ICOPE est un programme adaptatif. Il continue d’être ajusté et déployé selon les observations théoriques et pratiques. Jusque-ici ce programme a prouvé que la médecine numérique permet de repérer précocement les déterminants de la fragilité pour intervenir tôt avec un parcours de soin intégré et personnalisé.
De la prise en charge de la dépendance à sa prévention
Comparée aux autres médecines, la médecine gériatrique a une approche qui lui est propre. Tandis que l’on cherche habituellement une pathologie unique, en gériatrie, une variété de symptômes découle souvent de multiples facteurs associés à l’âge (isolement, dépressions, malnutrition, etc.). L’objectif de cet outil numérique innovant est de replacer le patient au cœur du parcours de soin. On ne prend plus uniquement en charge les maladies, mais le patient dans son entièreté.
De l’observation à l’innovation
C’est dans les années 80 que le docteur Laurence Z. Rubenstein impulse cette idée. Voyant ses patients reconsulter peu de temps après leur prise en charge, il soupçonne une faille dans le système de santé. Il publie donc en 1984 dans the New England Journal of Medecine les résultats prometteurs de son étude. La mise en place d’une évaluation globale de ses patients, qu’importe la pathologie qui les amenait, permettait de prévenir leur déclin fonctionnel et de préserver leur autonomie. Ce projet (réalisé sur un échantillon de 200 personnes âgées) est confirmé 10 ans plus tard par une première méta-analyse. Progressivement, une prise de conscience collective s’opère : notre système de santé n’est pas adapté aux personnes âgées, qui nécessitent une prise en charge globale et individualisée.
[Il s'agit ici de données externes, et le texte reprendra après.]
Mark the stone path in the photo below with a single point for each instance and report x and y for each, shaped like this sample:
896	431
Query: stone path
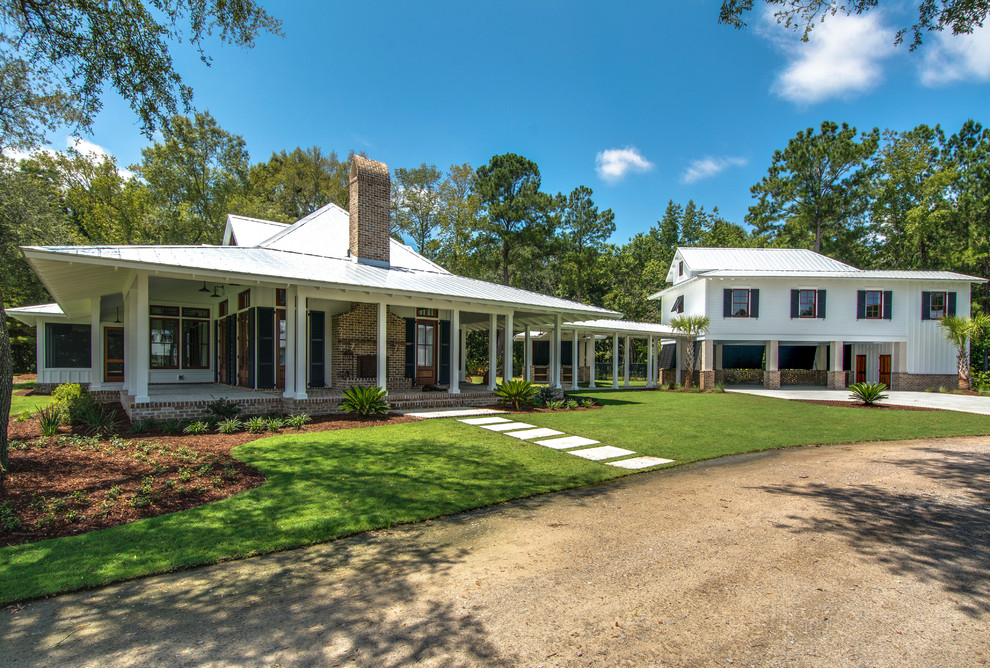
571	445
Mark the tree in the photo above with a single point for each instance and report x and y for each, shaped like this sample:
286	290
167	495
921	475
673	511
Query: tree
960	331
56	58
195	174
692	326
962	16
416	206
508	188
815	188
585	230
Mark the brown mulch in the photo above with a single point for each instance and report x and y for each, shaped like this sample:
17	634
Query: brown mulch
64	485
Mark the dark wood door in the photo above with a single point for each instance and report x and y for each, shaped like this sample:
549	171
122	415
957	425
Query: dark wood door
860	368
885	370
426	352
243	376
113	355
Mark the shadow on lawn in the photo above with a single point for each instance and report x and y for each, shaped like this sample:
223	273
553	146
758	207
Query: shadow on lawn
940	537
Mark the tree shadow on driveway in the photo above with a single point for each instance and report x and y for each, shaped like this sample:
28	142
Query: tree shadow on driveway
941	536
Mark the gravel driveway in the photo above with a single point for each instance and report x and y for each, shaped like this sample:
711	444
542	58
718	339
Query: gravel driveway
872	555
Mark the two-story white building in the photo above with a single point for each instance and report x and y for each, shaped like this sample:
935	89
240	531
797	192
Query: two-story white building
795	317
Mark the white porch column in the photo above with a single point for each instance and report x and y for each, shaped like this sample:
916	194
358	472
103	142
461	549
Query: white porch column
302	349
528	356
625	363
455	351
615	361
383	346
507	363
492	349
289	391
574	359
142	342
95	345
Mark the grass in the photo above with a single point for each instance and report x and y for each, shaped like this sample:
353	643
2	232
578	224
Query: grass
326	485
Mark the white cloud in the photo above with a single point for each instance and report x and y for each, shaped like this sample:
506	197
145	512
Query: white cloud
842	57
614	164
708	167
952	58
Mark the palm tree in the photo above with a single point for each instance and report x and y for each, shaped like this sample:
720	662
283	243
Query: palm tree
692	326
959	331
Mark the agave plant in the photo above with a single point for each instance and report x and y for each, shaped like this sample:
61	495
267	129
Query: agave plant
516	392
868	393
364	401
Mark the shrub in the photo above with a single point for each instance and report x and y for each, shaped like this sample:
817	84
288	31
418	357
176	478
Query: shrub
515	392
230	426
257	424
298	421
49	419
364	401
224	409
868	393
196	428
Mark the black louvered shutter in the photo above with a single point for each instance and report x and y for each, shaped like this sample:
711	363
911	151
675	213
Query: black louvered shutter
317	348
410	347
266	348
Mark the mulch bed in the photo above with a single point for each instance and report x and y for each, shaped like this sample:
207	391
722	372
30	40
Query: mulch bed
70	483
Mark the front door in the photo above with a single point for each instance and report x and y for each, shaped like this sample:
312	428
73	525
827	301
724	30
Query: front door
242	345
426	352
113	355
885	370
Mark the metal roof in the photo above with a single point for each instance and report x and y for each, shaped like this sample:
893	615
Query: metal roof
255	263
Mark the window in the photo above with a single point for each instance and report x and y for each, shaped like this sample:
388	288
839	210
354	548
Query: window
806	303
67	346
936	308
740	304
874	304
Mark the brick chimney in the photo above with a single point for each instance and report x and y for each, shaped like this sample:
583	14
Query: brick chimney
369	190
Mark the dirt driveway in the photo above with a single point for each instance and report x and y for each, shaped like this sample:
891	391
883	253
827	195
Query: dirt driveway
871	555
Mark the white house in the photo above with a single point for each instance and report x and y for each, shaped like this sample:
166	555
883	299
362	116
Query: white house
284	317
795	317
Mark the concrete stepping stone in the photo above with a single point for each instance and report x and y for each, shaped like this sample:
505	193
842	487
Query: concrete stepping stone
481	421
640	462
507	426
567	442
533	433
603	452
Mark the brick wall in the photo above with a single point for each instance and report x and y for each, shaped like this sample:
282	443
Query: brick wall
355	333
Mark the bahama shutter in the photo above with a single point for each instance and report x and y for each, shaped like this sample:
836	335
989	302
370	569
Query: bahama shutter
444	352
410	348
317	348
266	347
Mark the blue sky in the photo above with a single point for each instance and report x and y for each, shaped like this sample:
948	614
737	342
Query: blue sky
643	102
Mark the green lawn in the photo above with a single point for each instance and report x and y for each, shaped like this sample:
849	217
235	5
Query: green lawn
326	485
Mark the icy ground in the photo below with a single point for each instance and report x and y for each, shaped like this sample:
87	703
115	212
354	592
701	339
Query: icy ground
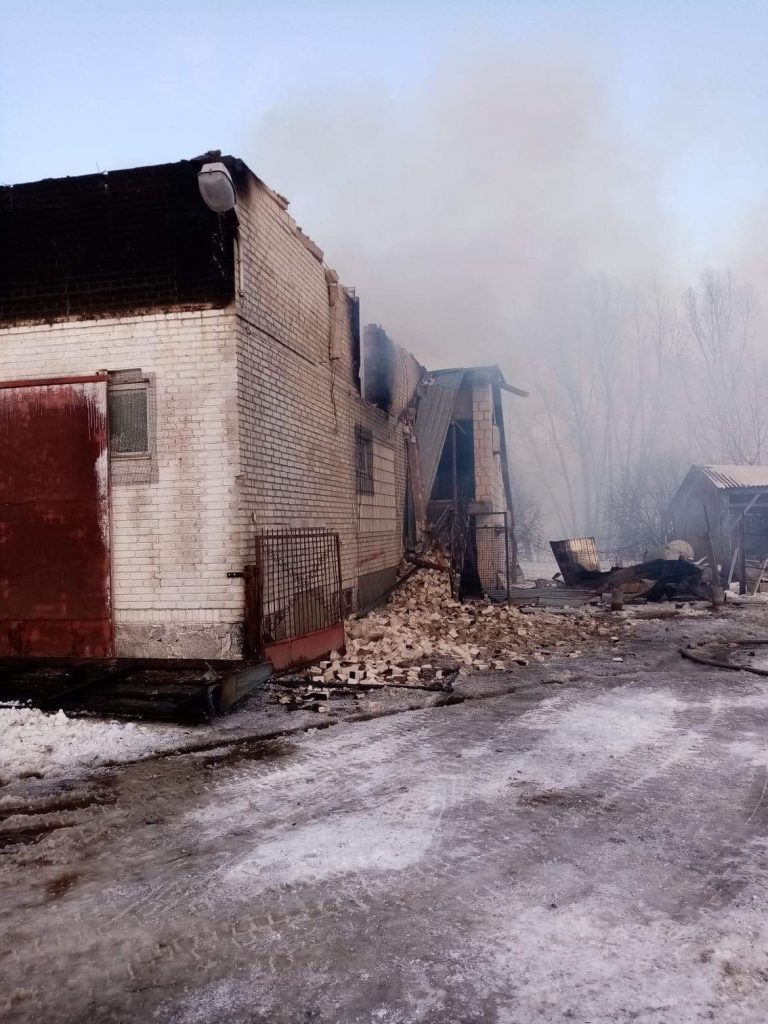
592	850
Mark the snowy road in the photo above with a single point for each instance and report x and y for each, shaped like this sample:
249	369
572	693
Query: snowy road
595	855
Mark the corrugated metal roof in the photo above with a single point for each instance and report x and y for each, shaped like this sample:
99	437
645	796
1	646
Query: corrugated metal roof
493	372
726	477
432	421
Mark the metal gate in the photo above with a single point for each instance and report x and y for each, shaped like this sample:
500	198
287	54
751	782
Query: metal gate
297	611
55	586
482	555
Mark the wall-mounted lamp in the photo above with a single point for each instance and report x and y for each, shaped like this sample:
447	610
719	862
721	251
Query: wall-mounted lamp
216	187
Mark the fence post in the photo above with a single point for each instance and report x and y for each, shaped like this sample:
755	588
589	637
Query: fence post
506	555
341	588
Environ 10 % des personnes âgées perdent de l’autonomie lors d’une hospitalisation. Pour assurer une fin de vie qualitative, traiter les maladies ne suffit pas. En faisant entrer la médecine digitale dans les parcours de soins (via des dispositifs comme ICOPE), l’OMS a différents objectifs : réduire les hospitalisations et leurs coûts, retarder les entrées en maison de retraite et prévenir le déclin fonctionnel.
La menace simultanée de deux grandes transitions
« Il faut aborder la problématique des personnes âgées avec une approche plus globale », assure Yves Rolland. La population mondiale vieillit rapidement. Selon l’OMS d’ici 2050 le nombre de personnes d’au moins 80 ans devrait tripler. Cette transition démographique promet de bouleverser le monde à plusieurs niveaux, à commencer par le secteur de la santé. Simultanément à l’augmentation des besoins d’une population vieillissante, le nombre de soignants promet de diminuer fortement d’ici une vingtaine d’années. S’additionne à cela une menace d’ordre environnemental. Le dérèglement climatique, déjà bien avancé, pèsera sur une population humaine fragilisée par l’âge.
Avec cette concordance des menaces, la prévention en santé devient une nécessité vitale. Il est primordial de réorganiser le système de soin, de le rendre plus accessible et de multiplier nos efforts en communication préventive. Les efforts ne devront pas se restreindre au secteur hospitalier, mais s’étendre aux disciplines plus « universitaires ». On parle de prévention en « santé-bio-clinico-socio-environnement ». En clair, assurer le « bien vieillir » requiert le maintien de la santé et de l’autonomie via des disciplines variées : la méditation, le sport, l’alimentation, la psychologie, etc. Le but étant de toucher une large population, principalement la plus éloignée du système de santé.